FERREIRA GULLAR A punição como crime
Política

FERREIRA GULLAR A punição como crime




O seqüestrador não é responsável pelo crime que cometeu; os responsáveis somos nós

O OFICIAL da Polícia Militar de Santo André, que comandou a operação de resgate das meninas que Lindemberg Alves mantinha prisioneiras, indagado por que demorara a ordenar a invasão do apartamento, respondeu que, se o tivesse feito mais cedo, teria sido acusado pela imprensa de preferir a violência ao diálogo. Já um especialista nesse tipo de operação diz que a norma é não esperar mais do que nove horas. A polícia de Santo André esperou cem horas para decidir-se pela invasão e ainda assim está sendo acusada de agir errado. Um psiquiatra, entrevistado pela televisão, afirmou que, "antes de tudo, devemos perguntar o que a sociedade fez de nossos jovens". Noutras palavras, o seqüestrador não é responsável pelo crime que cometeu; os responsáveis somos todos nós, que não seqüestramos nem matamos ninguém.
Não deveríamos, então, perguntar também o que a sociedade fez dos adultos, dos empresários, dos políticos, que são levados a roubar e a legislar em causa própria? Certamente também não terão culpa de seus crimes uma vez que foi a sociedade que os fez criminosos. E como a sociedade, sendo todos, não é ninguém, estaremos todos absolvidos e, sem culpa, entraremos no reino do céu.
Sucede que a coisa não é tão simples, pois, antes de chegarmos ao céu, teremos de viver e conviver em sociedade, o que só é possível se se obedecem às normas que a regem. E essas normas, por sua vez, só serão respeitadas se quem as desobedecer pagar por isso, ou seja, se for punido.

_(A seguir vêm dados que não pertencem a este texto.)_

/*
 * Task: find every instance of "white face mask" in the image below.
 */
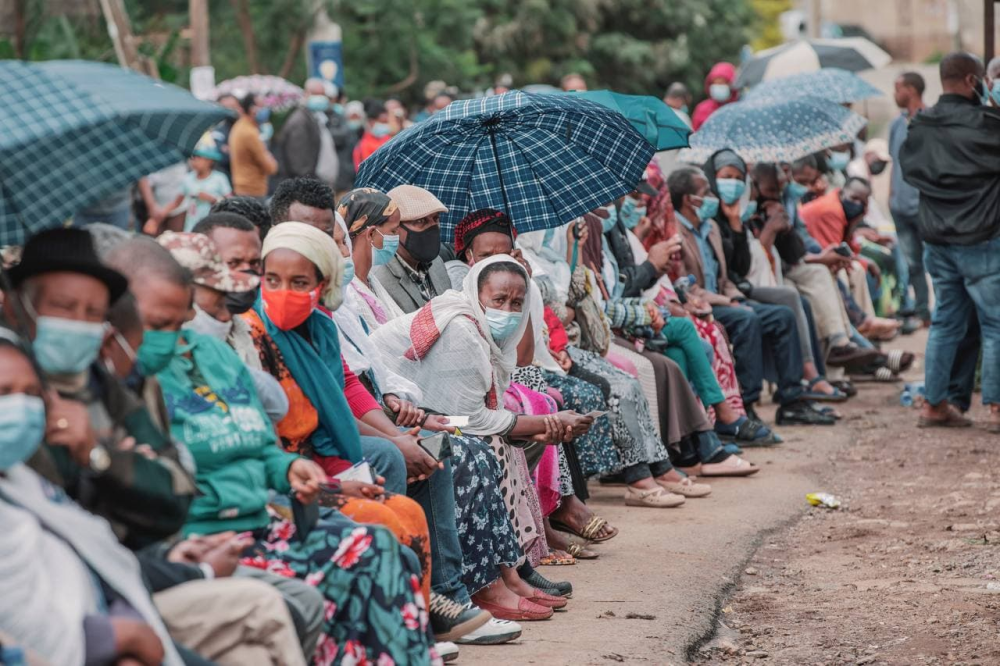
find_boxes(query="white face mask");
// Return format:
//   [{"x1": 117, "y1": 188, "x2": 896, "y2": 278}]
[{"x1": 183, "y1": 304, "x2": 233, "y2": 342}]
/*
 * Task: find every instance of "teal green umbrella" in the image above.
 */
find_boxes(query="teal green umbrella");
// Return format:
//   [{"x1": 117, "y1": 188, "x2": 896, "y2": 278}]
[{"x1": 566, "y1": 90, "x2": 691, "y2": 150}]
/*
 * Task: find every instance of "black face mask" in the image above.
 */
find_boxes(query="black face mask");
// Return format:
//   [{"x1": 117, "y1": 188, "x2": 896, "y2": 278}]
[
  {"x1": 840, "y1": 199, "x2": 865, "y2": 222},
  {"x1": 226, "y1": 270, "x2": 260, "y2": 316},
  {"x1": 401, "y1": 224, "x2": 441, "y2": 264}
]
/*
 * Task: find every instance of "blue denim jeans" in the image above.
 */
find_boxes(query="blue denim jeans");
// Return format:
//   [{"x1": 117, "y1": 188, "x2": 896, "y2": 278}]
[
  {"x1": 712, "y1": 301, "x2": 802, "y2": 405},
  {"x1": 361, "y1": 431, "x2": 469, "y2": 604},
  {"x1": 406, "y1": 456, "x2": 470, "y2": 605},
  {"x1": 924, "y1": 238, "x2": 1000, "y2": 405}
]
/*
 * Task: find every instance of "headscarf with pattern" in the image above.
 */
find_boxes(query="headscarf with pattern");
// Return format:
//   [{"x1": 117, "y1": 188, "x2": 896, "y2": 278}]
[
  {"x1": 337, "y1": 187, "x2": 399, "y2": 236},
  {"x1": 455, "y1": 208, "x2": 517, "y2": 260}
]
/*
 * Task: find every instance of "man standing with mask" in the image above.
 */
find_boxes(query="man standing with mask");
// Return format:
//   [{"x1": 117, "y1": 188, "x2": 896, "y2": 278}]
[
  {"x1": 372, "y1": 185, "x2": 451, "y2": 313},
  {"x1": 899, "y1": 52, "x2": 1000, "y2": 432},
  {"x1": 276, "y1": 79, "x2": 340, "y2": 186},
  {"x1": 889, "y1": 72, "x2": 931, "y2": 326}
]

E aí está a dificuldade: por que punir quem viola as normas se é a sociedade que o induz a violá-las? Ele é, portanto, inocente, e não será justo punir um inocente.
Não tenho dúvida alguma de que, exatamente nos setores encarregados da punição, existe um sentimento subjacente de que só se deve punir em último caso, já que a punição é coisa retrógrada, resto de uma noção de Justiça anacrônica. Posso estar errado mas ouço com freqüência advogados e juristas nos alertarem para o fato de que não se deve usar a lei para vingar-se do réu.
Sei que não tenho autoridade para falar de leis e problemas jurídicos. Não tenho, como a vasta maioria dos cidadãos também não tem. Não obstante, o problema da segurança, do respeito à nossa vida e a nossa tranqüilidade, passa pelas mãos dos que estão encarregados, pela sociedade, de aplicar as leis e fazê-las respeitar. E se eles não o fazem ou o fazem mal, isso nos atinge. Na minha santa ignorância, tenho a audácia de afirmar que a complacência com o crime torna inviável o convívio social e que seria preferível viver numa sociedade em que o aumento da criminalidade fosse menos assustador.
Vamos ao exemplo mais primário: se a mãe vê o filho insistir em bater na irmãzinha e não o pune, o mais provável é que ele continue a espancá-la. Punição não é crueldade nem vingança, mas o recurso que resta para deter quem não aceita submeter-se às normas do convívio social. Se é verdade que uma noção primária de educar consistia em espancar brutalmente as crianças, foi, mais tarde, substituída por uma complacência que anulou a autoridade dos pais. Hoje, compreende-se que o respeito às normas não é algo inato e, sim, incutido nas pessoas pela educação, visando tornar seguro e pacífico o convívio social.
São coisas óbvias que, no entanto, parecem esquecidas quando a OAB de São Paulo pretende revogar a lei que instituiu o Regime Disciplinar Diferenciado, sob a alegação de que atenta contra os direitos humanos do sentenciado. Todos sabemos que, de dentro das penitenciárias, alguns criminosos conseguem dirigir quadrilhas de bandidos que, sob suas ordens, praticam todo tipo de crime, do tráfico ao assassinato. O RDD impede a ação daqueles criminosos, donde que sua revogação só servirá a eles. O que leva, então, a OAB a empenhar-se em semelhante iniciativa que atenta contra a segurança dos cidadãos?
Não saberia responder com plena convicção, mas me parece ajustar-se à já mencionada maneira de encarar o crime e, conseqüentemente, a punição: o criminoso é uma vítima da desigualdade social. A partir dessa premissa, todo o aparato judicial, com sua finalidade punitiva, não é nada mais do que um instrumento de que a sociedade se vale para consumar uma dupla injustiça, ou seja, depois de transformar os pobres em bandidos, ainda os pune. Certamente a OAB se apóia em argumentos jurídicos para demonstrar que a lei do RDD atenta contra os direitos dos cidadãos. Mas não será direito dos cidadãos estar a salvo da ação de criminosos?